A filter is recommended, to maintain the health of your fish.


Rainbow tetras are omnivores and typically are not picky eaters. It is recommended that you feed your tetras a varied diet, as this will provide the most nutrients and benefit their overall health. 

Dry foods like granules, flakes, crisps, pellets, and wafers are good choices. 

For protein, you may use frozen, freeze dried, or live foods like earthworms, daphnia (water fleas), bloodworms, tubifex, infusoria and brine shrimp.

Since Rainbow tetras are quite small, it might be helpful if you break up their food into smaller pieces. If the food is too big, the food can remain lodged in their mouth for quite some time and cause some discomfort for the fish. 

Your diamond tetras should be fed twice a day. 

Make sure not to overfeed them, as this can increase chances for disease and deteriorate water conditions. There should be enough for your fish to eat within 5 minutes. So, once you have put the food in the aquarium, if the fish is still eating after 5 minutes, then you have added too much food. 


Peaceful are the Rainbow tetras. When the right conditions are met, rainbow will not be aggressive towards other fish in a community tank. As was mentioned earlier, Tetras are schooling fish. If there are not enough tetras to form a school within the aquarium, they will become stressed and be more likely to be aggressive. This can be observed if you see your tetras nipping at other fish. To reduce the tetras stress level, you would in this case, add more tetras to the aquarium (minimum 6). If within a large school, tetras can evade predators and avoid conflict more easily.


To breed Rainbow tetras at home can be difficult. However, you can drastically increase your chances of success through a few essential steps.

Nonetheless, expect setbacks, as female tetras are not always willing to spawn, even when presented with the perfect opportunity.

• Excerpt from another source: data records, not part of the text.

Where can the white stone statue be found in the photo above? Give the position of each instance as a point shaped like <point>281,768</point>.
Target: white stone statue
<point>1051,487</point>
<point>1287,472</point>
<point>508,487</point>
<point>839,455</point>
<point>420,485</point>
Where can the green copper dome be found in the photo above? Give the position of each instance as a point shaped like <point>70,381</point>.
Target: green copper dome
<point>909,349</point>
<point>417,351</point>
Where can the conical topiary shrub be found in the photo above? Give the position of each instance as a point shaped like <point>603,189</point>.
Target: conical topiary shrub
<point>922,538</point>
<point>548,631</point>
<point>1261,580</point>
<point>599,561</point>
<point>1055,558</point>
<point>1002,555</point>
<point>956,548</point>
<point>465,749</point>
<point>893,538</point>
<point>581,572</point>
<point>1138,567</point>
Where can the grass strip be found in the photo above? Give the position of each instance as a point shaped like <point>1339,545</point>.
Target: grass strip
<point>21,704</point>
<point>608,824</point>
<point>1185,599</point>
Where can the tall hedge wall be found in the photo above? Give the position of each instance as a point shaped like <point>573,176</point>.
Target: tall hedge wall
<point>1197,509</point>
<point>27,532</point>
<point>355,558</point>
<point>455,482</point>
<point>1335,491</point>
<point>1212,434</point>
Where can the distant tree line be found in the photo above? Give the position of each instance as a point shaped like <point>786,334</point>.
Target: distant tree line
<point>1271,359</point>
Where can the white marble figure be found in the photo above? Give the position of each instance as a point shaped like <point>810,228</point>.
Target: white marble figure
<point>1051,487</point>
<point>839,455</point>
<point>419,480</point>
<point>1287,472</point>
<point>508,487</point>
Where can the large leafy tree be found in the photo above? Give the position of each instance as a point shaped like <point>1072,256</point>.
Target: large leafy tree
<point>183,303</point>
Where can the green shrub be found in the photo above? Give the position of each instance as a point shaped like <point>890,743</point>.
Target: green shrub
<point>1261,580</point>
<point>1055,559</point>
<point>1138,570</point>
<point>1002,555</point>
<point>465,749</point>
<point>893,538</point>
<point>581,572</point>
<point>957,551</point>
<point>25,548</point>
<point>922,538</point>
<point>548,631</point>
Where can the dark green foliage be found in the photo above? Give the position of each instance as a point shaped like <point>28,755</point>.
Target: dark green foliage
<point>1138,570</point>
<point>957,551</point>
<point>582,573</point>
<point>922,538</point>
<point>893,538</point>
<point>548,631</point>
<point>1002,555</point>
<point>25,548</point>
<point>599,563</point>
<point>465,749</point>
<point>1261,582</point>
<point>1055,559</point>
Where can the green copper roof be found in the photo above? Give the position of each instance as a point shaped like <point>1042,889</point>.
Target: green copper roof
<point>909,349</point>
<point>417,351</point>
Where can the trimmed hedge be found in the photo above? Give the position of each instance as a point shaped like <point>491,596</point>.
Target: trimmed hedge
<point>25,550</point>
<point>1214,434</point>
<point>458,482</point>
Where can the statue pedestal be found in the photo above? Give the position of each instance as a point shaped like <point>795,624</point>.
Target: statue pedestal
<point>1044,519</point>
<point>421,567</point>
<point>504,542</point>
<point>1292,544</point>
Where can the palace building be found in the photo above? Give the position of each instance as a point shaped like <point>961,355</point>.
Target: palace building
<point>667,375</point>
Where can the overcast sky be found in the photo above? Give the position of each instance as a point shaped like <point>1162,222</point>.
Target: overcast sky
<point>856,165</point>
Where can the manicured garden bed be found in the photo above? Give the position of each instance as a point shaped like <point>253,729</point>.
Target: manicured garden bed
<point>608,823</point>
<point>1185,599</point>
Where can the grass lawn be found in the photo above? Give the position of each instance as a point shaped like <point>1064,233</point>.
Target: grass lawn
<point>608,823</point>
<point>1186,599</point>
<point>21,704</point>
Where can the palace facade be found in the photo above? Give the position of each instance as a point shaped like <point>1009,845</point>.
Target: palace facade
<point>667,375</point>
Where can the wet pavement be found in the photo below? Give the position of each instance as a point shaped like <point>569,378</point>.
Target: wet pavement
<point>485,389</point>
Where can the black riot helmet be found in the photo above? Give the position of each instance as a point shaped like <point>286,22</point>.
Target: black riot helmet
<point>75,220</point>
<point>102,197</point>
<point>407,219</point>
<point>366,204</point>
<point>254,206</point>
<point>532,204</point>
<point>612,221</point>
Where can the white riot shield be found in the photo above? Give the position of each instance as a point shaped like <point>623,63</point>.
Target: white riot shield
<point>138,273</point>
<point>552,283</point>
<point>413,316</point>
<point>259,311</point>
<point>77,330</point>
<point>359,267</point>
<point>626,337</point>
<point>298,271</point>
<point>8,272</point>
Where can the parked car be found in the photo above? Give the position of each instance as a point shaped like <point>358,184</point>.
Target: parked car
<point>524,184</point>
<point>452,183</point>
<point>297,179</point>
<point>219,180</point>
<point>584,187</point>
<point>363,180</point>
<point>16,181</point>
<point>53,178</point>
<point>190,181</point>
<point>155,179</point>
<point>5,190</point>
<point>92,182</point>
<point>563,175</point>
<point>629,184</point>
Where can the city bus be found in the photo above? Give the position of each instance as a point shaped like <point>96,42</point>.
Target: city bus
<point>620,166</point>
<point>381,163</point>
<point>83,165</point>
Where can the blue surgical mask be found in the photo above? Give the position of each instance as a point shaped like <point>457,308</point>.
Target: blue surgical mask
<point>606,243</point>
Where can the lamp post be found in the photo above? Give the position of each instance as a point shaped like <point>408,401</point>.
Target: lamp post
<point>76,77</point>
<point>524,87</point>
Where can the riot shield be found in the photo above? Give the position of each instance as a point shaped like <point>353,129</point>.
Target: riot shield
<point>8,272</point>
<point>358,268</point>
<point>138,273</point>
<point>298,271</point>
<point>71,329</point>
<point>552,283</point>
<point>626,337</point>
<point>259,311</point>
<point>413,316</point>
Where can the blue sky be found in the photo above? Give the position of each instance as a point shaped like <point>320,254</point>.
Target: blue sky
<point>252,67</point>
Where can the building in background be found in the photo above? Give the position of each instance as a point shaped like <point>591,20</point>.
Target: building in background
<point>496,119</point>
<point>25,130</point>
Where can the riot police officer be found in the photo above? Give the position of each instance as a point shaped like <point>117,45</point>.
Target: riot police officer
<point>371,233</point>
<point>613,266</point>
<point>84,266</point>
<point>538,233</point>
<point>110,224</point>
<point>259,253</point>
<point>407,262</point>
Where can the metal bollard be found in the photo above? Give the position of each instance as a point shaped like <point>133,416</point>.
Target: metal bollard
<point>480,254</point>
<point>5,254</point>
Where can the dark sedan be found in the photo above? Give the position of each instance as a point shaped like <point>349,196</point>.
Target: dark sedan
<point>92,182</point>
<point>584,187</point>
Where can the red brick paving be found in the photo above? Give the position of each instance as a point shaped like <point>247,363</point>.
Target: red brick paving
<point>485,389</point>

To begin this process, prepare a separate aquarium for your breeding pair. The aquarium should have a lot of plants for the female to spawn onto. Plants will also provide shelter to the Rainbows, who are more likely to spawn when they feel most at ease.

The aquarium water should have a slightly acidic level, generally between 6 to 6.5. Water hardness should be low, preferably between 1.5 dGH.

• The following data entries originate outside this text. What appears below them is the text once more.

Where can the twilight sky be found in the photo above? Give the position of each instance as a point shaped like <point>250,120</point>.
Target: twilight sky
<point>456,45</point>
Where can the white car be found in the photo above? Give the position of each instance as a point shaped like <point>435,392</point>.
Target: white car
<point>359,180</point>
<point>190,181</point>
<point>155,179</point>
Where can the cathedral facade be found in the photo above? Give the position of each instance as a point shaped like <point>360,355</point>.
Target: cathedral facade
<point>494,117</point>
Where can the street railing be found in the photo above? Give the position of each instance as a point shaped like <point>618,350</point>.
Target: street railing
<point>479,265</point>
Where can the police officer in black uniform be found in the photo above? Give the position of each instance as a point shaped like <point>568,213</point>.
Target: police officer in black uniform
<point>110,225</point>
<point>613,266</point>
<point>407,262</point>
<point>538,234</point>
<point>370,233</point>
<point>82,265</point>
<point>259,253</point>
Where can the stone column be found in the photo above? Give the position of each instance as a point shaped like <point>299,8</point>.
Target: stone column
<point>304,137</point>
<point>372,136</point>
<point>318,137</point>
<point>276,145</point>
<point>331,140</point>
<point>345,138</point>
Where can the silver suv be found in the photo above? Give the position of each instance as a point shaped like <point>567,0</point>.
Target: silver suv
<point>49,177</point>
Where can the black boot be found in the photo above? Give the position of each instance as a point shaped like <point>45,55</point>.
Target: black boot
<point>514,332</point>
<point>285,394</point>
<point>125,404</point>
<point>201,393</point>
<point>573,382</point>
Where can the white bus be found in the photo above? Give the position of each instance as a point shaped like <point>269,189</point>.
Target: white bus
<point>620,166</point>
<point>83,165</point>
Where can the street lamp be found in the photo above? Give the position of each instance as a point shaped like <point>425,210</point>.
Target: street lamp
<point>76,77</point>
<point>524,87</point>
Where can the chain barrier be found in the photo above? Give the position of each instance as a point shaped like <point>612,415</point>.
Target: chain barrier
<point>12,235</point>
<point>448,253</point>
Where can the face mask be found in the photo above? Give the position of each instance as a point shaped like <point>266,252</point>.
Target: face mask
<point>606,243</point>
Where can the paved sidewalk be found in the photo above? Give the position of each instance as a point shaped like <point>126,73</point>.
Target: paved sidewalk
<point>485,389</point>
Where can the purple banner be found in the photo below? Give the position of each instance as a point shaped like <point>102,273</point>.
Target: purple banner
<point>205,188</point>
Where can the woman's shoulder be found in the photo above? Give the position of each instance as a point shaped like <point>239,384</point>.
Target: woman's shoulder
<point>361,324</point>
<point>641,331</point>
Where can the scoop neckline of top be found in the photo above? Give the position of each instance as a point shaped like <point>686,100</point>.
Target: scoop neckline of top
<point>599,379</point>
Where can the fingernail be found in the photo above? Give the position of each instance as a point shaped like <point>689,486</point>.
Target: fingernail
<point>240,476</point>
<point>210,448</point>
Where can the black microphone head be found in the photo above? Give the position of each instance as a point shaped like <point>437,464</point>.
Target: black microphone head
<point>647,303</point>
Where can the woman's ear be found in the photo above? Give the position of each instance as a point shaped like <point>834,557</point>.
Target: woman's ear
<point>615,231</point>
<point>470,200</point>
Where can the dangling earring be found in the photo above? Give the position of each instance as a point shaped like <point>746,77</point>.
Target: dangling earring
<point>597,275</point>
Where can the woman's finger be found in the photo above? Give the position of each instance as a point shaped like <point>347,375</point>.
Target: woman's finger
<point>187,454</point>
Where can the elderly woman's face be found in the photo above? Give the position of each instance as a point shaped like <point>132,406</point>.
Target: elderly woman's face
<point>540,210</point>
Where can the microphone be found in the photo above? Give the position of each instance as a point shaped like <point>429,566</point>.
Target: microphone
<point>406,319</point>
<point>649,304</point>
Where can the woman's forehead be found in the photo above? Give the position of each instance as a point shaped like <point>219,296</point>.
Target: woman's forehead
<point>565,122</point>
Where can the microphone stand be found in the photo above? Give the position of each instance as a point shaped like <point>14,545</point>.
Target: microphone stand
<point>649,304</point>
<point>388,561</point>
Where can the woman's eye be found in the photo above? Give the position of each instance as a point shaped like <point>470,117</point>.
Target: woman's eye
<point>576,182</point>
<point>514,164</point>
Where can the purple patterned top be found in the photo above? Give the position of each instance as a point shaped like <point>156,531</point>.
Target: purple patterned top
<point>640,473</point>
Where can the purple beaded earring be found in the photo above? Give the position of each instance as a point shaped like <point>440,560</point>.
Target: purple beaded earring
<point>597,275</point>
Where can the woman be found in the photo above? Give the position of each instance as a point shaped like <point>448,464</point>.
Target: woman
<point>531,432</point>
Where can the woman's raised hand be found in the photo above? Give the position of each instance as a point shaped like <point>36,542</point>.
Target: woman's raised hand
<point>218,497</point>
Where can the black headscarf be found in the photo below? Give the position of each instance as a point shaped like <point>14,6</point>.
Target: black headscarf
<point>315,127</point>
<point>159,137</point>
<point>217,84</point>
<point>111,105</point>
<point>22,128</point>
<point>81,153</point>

Once you are ready, place the breeding pair in the aquarium while leaving the lights closed. Maintain the fish in darkness for a day or two. You may want to cover the sides of the aquarium to prevent light from entering.

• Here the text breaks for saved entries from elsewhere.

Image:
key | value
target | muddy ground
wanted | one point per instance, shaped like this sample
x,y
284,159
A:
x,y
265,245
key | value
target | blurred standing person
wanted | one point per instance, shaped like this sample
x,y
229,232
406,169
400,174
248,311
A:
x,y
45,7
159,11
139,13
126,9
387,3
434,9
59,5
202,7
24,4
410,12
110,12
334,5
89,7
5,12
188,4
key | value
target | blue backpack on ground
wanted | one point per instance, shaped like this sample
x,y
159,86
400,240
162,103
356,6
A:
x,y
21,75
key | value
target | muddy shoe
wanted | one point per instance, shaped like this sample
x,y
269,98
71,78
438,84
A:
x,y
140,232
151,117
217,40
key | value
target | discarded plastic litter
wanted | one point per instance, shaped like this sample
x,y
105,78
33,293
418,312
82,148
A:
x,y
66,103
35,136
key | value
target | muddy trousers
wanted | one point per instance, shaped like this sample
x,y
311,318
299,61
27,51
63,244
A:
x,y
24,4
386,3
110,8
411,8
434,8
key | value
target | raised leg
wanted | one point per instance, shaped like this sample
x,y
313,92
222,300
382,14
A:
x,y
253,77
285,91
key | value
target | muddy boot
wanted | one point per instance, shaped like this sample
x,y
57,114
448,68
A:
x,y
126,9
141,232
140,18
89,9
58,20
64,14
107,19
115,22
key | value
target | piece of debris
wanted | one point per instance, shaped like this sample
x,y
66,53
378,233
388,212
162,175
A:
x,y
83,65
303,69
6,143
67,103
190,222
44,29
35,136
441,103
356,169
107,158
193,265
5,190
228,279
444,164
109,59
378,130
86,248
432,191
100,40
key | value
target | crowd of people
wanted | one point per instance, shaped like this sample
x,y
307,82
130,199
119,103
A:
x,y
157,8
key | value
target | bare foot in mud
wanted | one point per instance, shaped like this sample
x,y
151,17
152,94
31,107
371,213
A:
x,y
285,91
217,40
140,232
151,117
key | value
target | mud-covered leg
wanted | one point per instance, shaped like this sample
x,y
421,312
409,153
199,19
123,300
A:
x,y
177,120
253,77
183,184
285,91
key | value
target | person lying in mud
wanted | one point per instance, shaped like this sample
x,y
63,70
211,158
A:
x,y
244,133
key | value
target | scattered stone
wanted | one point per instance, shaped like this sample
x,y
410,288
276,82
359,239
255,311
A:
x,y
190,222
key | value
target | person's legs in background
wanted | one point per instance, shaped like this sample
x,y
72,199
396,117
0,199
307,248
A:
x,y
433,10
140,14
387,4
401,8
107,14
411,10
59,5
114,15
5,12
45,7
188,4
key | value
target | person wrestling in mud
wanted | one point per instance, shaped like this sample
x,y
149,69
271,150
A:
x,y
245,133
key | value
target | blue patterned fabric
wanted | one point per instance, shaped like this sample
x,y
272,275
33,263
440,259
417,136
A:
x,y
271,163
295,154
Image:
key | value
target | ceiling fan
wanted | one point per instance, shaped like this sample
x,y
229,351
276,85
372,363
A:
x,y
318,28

After then, begin to slightly increase the amount of light in the aquarium daily. The fish will eventually spawn.

The eggs of Rainbow tetras are adhesive so you should be able to see them attached to plants, rocks and sometimes the glass of the aquarium.

Remove the parents from the aquarium soon after they have spawned, to prevent them from eating the eggs.

Generally, the eggs of Rainbow tetras will hatch 24-48 hours later. Expect a 25 to 50% hatch rate.

Hatchlings will remain within or near the egg for a period of 24 to 48 hours to feed on the yolk sac.

Once the fry has begun to swim about the aquarium, feed them small foods. Infusoria, or commercially available prepared foods for fry fish are a good choice.

It is only a few weeks later that the fry will be able to swallow bigger foods, like brine shrimp.